Kepala Dinnas Kesehatan (Kadinkes) Kabupaten Garut, dr. Tenni Swara Rifai menjelaskan, keresek hitam cukup berbahaya jika digunakan untuk pembungkus langsung bahan-bahan makanan termasuk daging kurban, karena mengandung zat kimia berbahaya.

“Keresek plastik hitam itu sangat berbahaya untuk membungkus makanan, termasuk daging kurban, karena hasil daur ulang yang sudah berulangkali mengandung zat kimia berbahaya,” kata Kadinkes, Kamis (8/9/2016).

Diungkapkannya, kantong keresek berwarna hitam, merupakan plastik hasil daur ulang dari berbagai macam plastik dengan proses yang tidak higienis. Plastik hasil daur ulang ini masuk katagori non food grade atau tidak memenuhi syarat kimia makanan.

“Berasal dari daur ulang beragam plastik yang bisa mengandung logam berat, mikrobra atau kandungan kimia berbahaya yang bisa menempel pada makanan. Meskipun di cuci beberapa kali juga zat berbahaya itu akan terus menempel,” jelasnya.

Di Garut memang tidak ada Balai Pengawasan Obat dan Makanan (BPOM). Makanya, kata Tenni, Dinas Kesehatan yang selama ini melakukan pengawasan. Tenni menjelaskan, Keresek plastik hitam bisa saja digunakan sebagai bungkus asal tidak memiliki kontak langsung dengan makanan.

“Tidak apa-apa asal sebelum dimasukkan ke plastik hitam, daging kurban tidak kontak langsung dengan keresek tapi harus dibungkus dengan plastik bening atau daun terlebih dahulu,” tukasnya.

Disarankannya, jika ingin aman alangkah baiknya jika daging qurban tersebut dibungkus menggunakan dedaunan segar, atau keresek bening.

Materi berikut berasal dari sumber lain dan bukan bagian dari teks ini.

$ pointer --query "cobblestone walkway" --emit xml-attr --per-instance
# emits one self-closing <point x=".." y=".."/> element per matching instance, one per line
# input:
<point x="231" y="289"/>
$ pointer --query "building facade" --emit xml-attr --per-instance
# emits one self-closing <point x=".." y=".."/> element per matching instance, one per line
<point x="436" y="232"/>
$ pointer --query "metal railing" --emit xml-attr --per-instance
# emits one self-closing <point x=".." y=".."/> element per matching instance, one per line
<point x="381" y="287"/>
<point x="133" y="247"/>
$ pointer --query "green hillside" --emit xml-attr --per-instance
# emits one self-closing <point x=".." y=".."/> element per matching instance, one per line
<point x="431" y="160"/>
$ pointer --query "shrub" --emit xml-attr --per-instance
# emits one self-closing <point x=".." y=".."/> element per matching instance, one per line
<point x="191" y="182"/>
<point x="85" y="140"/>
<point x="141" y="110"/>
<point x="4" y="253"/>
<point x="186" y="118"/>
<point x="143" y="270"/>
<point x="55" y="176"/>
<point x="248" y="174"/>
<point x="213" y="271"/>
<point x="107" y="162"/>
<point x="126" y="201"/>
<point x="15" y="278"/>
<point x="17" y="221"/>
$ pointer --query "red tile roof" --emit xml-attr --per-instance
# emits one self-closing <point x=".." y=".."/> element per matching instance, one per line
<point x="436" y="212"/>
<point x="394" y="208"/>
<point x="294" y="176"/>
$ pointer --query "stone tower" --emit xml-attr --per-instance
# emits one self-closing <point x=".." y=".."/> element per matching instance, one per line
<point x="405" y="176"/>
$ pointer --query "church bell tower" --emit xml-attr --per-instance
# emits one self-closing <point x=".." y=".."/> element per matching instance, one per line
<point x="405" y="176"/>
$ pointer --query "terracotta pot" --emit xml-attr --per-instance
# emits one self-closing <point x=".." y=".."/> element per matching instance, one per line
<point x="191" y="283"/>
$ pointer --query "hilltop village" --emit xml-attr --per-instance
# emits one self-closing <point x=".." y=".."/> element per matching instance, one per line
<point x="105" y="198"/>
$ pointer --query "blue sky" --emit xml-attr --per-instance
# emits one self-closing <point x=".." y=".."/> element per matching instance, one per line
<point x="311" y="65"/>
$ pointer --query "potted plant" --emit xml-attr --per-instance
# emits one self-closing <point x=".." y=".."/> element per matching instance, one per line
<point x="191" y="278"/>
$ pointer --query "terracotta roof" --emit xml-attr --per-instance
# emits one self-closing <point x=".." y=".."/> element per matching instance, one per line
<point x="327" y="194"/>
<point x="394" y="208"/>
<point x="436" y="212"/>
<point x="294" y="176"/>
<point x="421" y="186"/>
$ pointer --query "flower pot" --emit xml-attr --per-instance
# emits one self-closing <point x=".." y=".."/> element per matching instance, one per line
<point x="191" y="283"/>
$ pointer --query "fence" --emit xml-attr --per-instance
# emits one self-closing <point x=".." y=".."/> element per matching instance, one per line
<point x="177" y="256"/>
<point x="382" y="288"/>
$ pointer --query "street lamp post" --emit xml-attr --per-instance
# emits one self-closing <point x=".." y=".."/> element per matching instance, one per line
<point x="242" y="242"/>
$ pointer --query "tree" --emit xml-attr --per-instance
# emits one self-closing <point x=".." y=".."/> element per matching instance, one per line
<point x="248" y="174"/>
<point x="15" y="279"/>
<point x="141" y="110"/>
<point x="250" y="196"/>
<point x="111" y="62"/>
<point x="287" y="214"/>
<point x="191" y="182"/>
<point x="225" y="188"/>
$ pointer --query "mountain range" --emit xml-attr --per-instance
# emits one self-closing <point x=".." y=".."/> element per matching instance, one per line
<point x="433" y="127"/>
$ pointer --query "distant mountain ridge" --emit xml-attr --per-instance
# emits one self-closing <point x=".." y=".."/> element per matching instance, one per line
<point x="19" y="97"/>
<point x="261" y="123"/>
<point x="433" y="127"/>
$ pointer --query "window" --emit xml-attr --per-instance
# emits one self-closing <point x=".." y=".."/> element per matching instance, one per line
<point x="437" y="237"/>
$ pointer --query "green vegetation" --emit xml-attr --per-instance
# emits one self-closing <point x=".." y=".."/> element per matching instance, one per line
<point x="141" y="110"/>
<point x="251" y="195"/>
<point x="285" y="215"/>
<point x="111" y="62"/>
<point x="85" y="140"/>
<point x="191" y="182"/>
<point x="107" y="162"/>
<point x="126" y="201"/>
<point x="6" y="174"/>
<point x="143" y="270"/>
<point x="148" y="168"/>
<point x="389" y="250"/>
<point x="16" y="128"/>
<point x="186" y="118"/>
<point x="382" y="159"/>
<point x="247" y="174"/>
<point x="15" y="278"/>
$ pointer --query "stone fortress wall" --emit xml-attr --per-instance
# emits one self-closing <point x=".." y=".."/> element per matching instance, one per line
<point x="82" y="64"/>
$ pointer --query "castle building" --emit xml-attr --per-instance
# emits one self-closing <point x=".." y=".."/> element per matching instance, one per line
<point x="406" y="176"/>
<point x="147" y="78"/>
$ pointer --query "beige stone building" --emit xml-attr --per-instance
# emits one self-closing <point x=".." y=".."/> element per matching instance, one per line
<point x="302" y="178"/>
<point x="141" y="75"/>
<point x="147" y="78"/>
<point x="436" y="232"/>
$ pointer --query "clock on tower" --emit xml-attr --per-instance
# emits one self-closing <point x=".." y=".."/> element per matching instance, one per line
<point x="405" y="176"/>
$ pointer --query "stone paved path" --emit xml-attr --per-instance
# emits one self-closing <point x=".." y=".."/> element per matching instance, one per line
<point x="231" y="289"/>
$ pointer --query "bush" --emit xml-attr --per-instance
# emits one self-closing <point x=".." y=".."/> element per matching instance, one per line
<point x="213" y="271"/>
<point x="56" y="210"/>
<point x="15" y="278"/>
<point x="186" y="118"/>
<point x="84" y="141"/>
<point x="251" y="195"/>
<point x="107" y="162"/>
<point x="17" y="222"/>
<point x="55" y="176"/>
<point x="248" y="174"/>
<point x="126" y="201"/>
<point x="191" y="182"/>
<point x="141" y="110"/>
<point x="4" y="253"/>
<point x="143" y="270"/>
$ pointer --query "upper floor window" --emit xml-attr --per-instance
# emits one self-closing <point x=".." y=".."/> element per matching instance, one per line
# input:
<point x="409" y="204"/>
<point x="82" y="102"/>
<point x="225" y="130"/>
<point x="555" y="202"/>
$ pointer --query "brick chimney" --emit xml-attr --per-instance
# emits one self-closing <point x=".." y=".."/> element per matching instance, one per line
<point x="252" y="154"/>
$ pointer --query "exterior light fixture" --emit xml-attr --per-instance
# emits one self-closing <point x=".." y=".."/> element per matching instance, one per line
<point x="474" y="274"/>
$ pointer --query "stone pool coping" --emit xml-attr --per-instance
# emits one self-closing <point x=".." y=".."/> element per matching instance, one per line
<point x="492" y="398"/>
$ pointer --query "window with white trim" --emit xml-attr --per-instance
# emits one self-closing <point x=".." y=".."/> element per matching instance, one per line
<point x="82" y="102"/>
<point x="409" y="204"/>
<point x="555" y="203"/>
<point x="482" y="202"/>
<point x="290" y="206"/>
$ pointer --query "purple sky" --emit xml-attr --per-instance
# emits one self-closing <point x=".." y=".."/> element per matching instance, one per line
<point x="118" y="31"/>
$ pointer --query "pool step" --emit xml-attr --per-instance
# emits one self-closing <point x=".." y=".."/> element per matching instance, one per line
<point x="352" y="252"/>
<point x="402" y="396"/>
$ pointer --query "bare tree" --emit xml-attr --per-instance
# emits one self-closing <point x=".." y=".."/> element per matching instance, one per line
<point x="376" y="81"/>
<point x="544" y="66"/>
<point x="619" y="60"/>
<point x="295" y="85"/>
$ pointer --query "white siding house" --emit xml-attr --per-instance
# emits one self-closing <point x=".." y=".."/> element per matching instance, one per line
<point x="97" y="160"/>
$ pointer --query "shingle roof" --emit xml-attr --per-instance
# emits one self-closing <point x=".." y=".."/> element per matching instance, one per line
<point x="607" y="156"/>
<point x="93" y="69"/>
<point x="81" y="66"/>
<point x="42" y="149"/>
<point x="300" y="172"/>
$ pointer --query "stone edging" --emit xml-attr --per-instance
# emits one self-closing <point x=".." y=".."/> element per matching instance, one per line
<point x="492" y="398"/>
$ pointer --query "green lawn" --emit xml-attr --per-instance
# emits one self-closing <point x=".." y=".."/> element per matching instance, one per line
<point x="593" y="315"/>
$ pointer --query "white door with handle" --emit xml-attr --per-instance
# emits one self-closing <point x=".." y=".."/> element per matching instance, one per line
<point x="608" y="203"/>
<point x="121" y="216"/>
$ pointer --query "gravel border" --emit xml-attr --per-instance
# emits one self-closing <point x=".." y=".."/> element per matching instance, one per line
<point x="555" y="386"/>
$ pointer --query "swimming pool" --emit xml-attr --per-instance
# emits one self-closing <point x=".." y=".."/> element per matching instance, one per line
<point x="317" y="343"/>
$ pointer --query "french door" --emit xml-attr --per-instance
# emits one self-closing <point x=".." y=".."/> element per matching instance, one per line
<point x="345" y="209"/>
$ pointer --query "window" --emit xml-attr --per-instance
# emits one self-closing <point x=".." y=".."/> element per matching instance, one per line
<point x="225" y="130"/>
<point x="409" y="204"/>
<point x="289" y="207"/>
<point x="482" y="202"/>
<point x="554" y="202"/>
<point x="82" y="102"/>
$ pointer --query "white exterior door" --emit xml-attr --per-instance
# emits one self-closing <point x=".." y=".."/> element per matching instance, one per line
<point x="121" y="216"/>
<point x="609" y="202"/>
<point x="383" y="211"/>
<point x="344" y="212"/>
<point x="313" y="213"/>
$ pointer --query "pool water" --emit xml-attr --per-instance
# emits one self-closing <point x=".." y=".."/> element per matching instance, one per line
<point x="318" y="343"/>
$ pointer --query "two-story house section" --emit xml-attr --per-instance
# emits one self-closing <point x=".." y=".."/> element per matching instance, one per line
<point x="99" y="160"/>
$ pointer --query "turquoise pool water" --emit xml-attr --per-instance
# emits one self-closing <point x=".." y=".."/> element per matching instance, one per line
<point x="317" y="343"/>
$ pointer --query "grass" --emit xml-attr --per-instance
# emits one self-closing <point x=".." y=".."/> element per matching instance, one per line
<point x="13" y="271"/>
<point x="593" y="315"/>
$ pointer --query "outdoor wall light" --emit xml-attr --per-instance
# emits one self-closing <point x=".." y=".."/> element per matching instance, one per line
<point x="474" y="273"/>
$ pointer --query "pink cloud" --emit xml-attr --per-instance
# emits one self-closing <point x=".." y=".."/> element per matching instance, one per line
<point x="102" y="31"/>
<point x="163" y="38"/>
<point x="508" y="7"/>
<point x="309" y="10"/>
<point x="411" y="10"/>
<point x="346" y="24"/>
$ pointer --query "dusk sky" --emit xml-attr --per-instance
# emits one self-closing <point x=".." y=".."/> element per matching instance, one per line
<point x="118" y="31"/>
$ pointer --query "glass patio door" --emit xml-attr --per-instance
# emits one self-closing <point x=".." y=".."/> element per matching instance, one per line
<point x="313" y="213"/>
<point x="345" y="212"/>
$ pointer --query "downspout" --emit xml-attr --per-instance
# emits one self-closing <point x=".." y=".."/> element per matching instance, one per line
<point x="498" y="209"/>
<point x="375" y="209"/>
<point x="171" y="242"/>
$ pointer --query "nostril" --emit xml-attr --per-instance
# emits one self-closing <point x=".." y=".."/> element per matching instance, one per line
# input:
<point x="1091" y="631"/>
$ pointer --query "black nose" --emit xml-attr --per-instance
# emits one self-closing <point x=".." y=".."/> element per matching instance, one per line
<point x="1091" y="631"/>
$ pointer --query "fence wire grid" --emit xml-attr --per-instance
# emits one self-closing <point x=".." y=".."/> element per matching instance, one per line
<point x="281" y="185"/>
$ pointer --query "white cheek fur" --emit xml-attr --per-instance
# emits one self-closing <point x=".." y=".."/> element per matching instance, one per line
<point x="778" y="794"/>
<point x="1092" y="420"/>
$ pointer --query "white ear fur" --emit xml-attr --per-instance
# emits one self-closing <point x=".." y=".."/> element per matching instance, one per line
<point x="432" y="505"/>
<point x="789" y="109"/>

“Pokoknya hindari saja dari plastik berwarna. Bagusnya plastik itu yang bening. Tapi alangkah baiknya menggunakan dadaunan. Terserah mau daun pisang, daun waru, atau daun lainnya yang dianggap praktis dan bisa dijadikan bungkus.” pungkasnya

Ditambahkannya, selain plastik keresek berwarna hitam, sebetulnya plastik berwarna lainnya seperti putih, merah, kuning, atau biru juga memiliki potensi zat berbahaya serupa, jika digunakan sebagai bungkus makanan.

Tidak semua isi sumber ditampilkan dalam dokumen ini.